I set out on this voyage in February at 102kg. At the beginning of the plant-based leg, seven weeks ago, I was weighing in at around 92kg. Today I am down to around 88kg. Almost 2 months, a loss of 4kg. Not a lot, but a loss all the same.
Considering how much food I eat compared to before, you would think that I would be putting weight on not losing it. Eating more vegetables means eating a bigger volume to get the required daily calories.

I am happy with a loss of 2 kg per month. Nice and slow. After all, my goal is to get off the meds and losing weight is a means to that end, not the ultimate prize.
"Nobody can see the cake on the inside; it is just in my head."
-Selena Bean
Learn and adapt to the new way and make it sustainable.

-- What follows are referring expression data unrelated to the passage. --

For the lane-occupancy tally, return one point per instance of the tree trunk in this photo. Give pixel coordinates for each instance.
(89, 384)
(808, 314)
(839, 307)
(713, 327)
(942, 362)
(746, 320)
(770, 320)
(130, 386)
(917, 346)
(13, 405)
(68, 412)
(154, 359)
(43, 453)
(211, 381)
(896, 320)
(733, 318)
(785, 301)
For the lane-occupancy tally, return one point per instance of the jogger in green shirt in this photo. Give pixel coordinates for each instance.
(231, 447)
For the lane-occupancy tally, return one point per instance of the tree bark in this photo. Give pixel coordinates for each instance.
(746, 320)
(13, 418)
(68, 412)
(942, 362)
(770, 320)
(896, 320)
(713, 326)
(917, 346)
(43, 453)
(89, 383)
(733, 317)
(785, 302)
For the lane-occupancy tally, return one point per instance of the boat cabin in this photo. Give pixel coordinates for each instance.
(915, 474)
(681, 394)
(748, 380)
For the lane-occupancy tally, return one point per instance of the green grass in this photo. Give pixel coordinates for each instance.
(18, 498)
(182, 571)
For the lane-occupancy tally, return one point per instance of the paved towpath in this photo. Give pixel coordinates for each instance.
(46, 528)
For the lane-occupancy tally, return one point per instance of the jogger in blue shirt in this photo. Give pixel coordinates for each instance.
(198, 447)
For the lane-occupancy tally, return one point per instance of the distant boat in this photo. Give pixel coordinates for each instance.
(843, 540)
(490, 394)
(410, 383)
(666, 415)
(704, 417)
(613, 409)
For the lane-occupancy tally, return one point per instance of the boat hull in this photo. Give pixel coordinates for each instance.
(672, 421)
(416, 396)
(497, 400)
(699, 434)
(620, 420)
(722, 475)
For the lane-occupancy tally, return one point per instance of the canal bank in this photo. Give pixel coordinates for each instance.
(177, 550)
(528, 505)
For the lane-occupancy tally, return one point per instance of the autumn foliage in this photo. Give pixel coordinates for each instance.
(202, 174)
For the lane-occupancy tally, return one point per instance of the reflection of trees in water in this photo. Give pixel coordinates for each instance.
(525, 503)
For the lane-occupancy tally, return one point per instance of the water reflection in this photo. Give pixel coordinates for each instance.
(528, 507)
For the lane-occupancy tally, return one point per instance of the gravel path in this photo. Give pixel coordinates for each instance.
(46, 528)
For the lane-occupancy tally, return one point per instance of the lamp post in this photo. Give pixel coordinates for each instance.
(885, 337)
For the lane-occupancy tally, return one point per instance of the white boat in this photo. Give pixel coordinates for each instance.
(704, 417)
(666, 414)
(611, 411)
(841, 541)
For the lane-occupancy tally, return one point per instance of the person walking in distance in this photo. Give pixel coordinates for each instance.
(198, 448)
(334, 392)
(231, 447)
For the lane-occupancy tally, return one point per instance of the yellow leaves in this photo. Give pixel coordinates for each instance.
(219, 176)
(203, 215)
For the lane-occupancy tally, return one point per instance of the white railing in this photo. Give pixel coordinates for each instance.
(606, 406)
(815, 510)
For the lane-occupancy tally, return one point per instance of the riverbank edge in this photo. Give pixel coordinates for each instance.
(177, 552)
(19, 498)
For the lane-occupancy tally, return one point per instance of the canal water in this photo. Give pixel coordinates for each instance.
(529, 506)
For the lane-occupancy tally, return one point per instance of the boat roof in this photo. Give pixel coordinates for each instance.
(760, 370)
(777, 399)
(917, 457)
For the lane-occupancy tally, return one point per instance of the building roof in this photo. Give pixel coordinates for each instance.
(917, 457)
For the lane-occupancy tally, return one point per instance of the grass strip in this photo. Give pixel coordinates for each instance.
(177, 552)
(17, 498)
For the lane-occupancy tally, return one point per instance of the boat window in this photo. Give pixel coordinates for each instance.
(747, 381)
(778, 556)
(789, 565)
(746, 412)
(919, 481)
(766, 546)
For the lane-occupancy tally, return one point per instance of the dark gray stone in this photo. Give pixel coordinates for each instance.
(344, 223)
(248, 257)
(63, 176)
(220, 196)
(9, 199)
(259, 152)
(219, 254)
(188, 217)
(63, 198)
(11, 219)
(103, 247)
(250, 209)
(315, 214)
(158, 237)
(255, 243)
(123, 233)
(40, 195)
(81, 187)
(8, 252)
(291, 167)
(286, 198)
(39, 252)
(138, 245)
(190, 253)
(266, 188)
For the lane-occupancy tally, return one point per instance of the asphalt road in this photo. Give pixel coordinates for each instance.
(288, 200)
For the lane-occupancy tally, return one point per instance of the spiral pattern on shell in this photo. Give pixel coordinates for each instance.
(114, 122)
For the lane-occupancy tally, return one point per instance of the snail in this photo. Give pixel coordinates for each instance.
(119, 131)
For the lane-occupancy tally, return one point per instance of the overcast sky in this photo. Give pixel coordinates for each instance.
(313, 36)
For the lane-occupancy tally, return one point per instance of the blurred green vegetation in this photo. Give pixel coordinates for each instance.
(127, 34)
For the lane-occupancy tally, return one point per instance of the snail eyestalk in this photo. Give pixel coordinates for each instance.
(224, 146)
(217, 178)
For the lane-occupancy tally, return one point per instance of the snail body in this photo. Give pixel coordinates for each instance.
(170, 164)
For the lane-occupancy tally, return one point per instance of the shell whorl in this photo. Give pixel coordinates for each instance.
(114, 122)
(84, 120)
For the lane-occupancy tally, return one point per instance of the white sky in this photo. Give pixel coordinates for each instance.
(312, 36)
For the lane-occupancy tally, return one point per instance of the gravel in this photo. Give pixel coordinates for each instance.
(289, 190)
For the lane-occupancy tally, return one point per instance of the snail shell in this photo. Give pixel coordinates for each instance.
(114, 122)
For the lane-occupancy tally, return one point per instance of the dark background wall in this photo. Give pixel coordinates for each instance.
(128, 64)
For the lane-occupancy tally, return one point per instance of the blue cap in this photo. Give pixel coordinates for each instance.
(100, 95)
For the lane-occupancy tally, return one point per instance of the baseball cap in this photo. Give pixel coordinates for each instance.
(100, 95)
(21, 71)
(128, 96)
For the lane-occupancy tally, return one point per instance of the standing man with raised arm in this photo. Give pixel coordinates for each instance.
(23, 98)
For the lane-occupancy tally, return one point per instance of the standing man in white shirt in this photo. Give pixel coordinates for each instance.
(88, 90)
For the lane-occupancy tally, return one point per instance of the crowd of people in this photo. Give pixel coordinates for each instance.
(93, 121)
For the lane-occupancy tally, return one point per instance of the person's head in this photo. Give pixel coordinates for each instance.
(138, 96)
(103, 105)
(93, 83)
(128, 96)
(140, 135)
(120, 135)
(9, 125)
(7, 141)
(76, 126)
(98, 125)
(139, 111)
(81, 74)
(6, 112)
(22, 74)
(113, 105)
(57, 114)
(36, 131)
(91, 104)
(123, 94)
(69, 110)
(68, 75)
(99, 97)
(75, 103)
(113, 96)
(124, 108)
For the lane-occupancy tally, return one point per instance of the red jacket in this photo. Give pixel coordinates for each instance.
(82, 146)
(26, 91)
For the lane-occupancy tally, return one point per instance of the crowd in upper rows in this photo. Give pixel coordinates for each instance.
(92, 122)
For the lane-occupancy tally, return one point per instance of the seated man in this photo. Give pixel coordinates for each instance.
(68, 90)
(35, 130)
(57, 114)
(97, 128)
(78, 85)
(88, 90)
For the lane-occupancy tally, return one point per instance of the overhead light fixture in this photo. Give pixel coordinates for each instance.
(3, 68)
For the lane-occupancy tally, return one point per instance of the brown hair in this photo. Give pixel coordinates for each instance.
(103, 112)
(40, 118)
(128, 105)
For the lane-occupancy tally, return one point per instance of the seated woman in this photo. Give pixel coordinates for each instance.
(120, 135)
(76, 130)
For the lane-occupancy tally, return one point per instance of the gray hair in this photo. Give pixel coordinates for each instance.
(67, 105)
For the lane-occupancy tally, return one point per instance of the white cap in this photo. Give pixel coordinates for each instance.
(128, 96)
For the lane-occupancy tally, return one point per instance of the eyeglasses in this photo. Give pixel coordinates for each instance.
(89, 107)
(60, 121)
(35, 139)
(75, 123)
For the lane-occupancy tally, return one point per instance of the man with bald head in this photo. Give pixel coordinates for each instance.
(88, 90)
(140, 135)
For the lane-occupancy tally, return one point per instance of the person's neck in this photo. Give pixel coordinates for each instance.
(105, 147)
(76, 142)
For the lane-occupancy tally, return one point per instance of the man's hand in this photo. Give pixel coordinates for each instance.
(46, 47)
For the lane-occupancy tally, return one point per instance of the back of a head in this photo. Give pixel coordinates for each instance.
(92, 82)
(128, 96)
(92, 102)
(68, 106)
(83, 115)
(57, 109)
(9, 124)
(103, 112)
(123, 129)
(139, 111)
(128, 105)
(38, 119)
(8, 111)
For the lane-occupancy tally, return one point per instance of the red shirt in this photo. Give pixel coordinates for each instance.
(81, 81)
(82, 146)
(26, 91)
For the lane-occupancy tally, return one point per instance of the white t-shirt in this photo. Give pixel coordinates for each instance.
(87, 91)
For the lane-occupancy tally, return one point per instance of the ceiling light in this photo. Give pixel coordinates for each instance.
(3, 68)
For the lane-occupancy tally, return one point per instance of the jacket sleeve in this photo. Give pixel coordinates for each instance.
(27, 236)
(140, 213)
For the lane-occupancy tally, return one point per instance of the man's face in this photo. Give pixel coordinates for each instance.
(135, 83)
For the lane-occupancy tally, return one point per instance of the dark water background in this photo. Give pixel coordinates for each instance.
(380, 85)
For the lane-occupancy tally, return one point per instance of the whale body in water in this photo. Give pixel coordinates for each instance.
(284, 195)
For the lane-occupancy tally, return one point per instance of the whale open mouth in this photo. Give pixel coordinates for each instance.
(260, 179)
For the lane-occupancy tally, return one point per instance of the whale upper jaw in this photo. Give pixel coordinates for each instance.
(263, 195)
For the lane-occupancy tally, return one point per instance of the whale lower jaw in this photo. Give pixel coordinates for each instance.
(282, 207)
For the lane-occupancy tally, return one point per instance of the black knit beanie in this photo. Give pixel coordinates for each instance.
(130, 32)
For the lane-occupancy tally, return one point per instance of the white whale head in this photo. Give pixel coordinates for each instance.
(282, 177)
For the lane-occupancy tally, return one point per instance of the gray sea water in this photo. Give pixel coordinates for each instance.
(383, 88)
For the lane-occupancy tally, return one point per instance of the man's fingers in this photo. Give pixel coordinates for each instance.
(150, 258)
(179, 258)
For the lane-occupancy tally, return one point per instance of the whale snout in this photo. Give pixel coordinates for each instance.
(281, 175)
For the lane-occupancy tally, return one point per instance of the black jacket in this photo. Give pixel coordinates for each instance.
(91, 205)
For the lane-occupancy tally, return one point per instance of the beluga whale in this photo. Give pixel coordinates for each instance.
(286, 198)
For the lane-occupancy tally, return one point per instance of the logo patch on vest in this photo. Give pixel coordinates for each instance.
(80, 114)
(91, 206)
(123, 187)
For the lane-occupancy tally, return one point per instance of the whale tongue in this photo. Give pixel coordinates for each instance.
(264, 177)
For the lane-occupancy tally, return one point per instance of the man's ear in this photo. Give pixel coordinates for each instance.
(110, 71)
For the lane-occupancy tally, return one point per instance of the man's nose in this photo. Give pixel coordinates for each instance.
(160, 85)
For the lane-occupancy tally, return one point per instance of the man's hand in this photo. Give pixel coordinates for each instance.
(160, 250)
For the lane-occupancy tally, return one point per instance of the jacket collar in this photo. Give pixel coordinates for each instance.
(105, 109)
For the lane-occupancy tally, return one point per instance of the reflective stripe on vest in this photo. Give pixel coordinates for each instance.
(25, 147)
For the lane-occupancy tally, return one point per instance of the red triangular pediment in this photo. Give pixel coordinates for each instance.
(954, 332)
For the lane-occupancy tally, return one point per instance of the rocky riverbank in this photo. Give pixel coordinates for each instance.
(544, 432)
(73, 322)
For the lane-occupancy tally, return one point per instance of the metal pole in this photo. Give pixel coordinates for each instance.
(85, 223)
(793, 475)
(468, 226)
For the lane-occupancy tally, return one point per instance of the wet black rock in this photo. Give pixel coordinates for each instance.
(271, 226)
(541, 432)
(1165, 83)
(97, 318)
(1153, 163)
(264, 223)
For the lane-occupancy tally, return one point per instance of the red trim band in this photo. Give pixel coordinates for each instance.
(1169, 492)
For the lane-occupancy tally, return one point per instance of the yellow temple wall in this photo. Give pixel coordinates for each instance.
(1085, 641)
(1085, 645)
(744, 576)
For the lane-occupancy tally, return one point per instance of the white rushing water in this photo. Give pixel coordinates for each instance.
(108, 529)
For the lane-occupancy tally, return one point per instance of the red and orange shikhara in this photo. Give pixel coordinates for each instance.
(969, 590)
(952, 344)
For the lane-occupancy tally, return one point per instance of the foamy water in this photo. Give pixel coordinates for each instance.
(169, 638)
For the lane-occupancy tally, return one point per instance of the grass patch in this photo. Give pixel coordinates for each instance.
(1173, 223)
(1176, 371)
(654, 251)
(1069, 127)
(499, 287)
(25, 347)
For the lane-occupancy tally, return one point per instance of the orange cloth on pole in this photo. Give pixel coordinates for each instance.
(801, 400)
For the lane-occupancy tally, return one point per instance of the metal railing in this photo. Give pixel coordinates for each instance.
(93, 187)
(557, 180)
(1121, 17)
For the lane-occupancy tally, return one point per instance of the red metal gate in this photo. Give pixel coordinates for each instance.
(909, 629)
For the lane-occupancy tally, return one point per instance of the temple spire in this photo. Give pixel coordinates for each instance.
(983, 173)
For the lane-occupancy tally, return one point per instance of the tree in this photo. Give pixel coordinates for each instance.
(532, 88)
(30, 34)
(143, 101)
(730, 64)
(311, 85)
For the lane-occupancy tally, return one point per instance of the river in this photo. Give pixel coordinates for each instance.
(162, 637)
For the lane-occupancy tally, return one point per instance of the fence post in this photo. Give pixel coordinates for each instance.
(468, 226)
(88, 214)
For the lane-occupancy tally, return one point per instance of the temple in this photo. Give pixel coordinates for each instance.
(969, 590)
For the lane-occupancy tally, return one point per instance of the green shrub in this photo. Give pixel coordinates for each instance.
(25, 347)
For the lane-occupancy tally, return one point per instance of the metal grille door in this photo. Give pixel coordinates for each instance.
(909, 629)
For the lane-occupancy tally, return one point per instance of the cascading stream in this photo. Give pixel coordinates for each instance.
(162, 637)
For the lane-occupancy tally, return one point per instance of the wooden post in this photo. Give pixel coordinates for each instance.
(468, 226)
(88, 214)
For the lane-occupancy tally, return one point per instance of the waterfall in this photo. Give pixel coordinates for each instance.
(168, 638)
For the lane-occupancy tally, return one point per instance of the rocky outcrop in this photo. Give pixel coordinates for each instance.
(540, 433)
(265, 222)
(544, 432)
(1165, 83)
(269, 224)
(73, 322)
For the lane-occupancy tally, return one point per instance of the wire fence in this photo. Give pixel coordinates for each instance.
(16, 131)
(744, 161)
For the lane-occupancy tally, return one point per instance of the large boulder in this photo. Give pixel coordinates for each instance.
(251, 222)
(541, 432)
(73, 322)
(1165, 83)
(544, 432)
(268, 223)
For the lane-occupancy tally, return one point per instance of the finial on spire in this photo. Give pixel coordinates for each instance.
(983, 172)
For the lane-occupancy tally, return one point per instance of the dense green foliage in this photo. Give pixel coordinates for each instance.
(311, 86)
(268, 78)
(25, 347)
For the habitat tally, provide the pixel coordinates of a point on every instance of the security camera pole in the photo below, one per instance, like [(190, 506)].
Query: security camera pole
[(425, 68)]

Just because I let slip yesterday and ate a huge amount of chocolate cake, or osso bucco and mashed potatoes two weeks ago, I am not going to either drop dead or suddenly look like I looked in February. Nobody can see the cake on the inside; it is just in my head.
"What are you going to do about it?"
You can't go around fearful of eating the wrong thing. My heart sank when Marlena turned up with the chocolate cake. I felt the anxiety of having to resist the cake. If there is no cake in the house, it is easy to resist.
But there is always cake. It turns up everywhere. There are birthdays, and weddings and funerals. There is always cake. And there is always Marlena who always thinks she owes you something for some favour, of which you have no recollection, that you did for her all those years ago.
You just have to resist. When the tide sweeps you away, go across the rip and find your way back on the course. Go and cook something that will make your heart sing and your tastebuds harmonize. Grab one of your frozen precooked meals and heat it up. It was probably great or you wouldn't have frozen it in the first place.
"There is always cake. And there is always Marlena"
-Selena Bean
"Did you blow it, really?"
Every time my sisters get involved, I crumble. Food in our house was always a source of joy and they don't all see this new way of eating as normal. Darlene will never give up meat and Marlena will never give up cake. As for Charlene, we're at the mercy of her and her bakery boxes.
But as long as they are not around, and they are not around all the time, I can stay the course. Up the sails me hearties, we're back on the high seas, braving fair weather and foul, but we shall cross to the other side.
No, I haven't blown it, just indulged in a bit of living when it happened my way because deprivation is not my style.
I may have veered off course, but I'm still sailing. Wind and tide are no match for this old pirate!